Fight with Mathis put off indefinitely because of injury

Ex-champ is hurt sparring

Bowe-Holyfield should get a boost

November 01, 1995|By Alan Goldstein | Alan Goldstein,SUN STAFF

LAS VEGAS -- The Mike Tyson-Buster Mathis Jr. non-title heavyweight fight scheduled Saturday night at the MGM Grand Garden was postponed indefinitely after Tyson re-injured his right thumb during sparring sessions the past two days.

Tyson, 29, who was continuing the ring comeback that began with his 89-second knockout of Peter McNeeley in August, first injured the thumb more than three weeks ago at his training camp in Orwell, Ohio.

After arriving in Las Vegas in mid-October, he was examined by two orthopedic surgeons, Gerald L. Higgins and Garry S. Marrone. At that time, a break between the main joint and tip of the thumb was revealed.

"Under no circumstances did Mike want to pull out of the fight," said Marrone at a hastily called press conference last night. "We felt that three weeks might be sufficient time to allow the thumb to heal."

The former heavyweight champion felt a twinge in the thumb after a sparring session Monday and did further damage in another workout yesterday, after a noon press conference to promote the Don King card.

X-rays of the thumb yesterday revealed a crack through the healing area.

"When we re-examined Mike [yesterday] there was no way we could allow him to fight," said Marrone. "It will take at least four to six weeks for it to heal again."

"It's definitely a serious setback, but it won't kill me financially," said Tyson, who was guaranteed $10 million. "I was really anticipating fighting because it would have made for a great evening of boxing, with that other fight [Riddick Bowe- Evander Holyfield] going on down the street."

Asked why he decided to go through with the Mathis match after first injuring the thumb, Tyson, wearing a small cast, said, "I thought I could sneak through with it. I wasn't thinking professionally. But the pain became too intense."

Although a Tyson match with new World Boxing Council champion Frank Bruno, of England, had been tentatively scheduled here for March 16, co-manager John Horne said when Tyson is ready to fight again it will "definitely be against Mathis. He is under contract. We just have to get a date cleared by the MGM Grand and Fox-TV."

This is the fifth time an injury or mishap has forced a postponement of a major Tyson match. In 1988, he was involved in a car accident before his first encounter with Bruno.

In 1989, a case of pneumonia forced postponement of his fight with Razor Ruddock. The following year, an eye injury made him delay a match with Alex Stewart.
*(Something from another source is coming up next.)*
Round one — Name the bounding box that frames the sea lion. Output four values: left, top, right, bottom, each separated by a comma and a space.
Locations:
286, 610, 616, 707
And in 1991, his scheduled fight with Holyfield was canceled due to a rib injury.

The cancellation will be a shot in the arm for Riddick Bowe-Evander Holyfield III at Caesars Palace, also scheduled for Saturday night.

Bowe-Holyfield ticket sales had lagged in direct competition with Tyson-Mathis, which was to be shown free on the Fox network. Caesars Palace's Rich Rose had predicted a crowd of 10,000 for Bowe-Holyfield, some 5,000 below capacity in the outdoor arena. A sellout is now possible.

The Tyson-Mathis fight had begun to unravel Monday when Tyson, in his first public workout for the media in four years, ended his sparring after going three rounds against 265-pound Tyrone Evans. Three more rounds had been planned against another sparring mate, but Tyson, shaking his right fist, left the ring and indicated the workout was over.

"It just felt a little strange," he said, pointing to his thumb.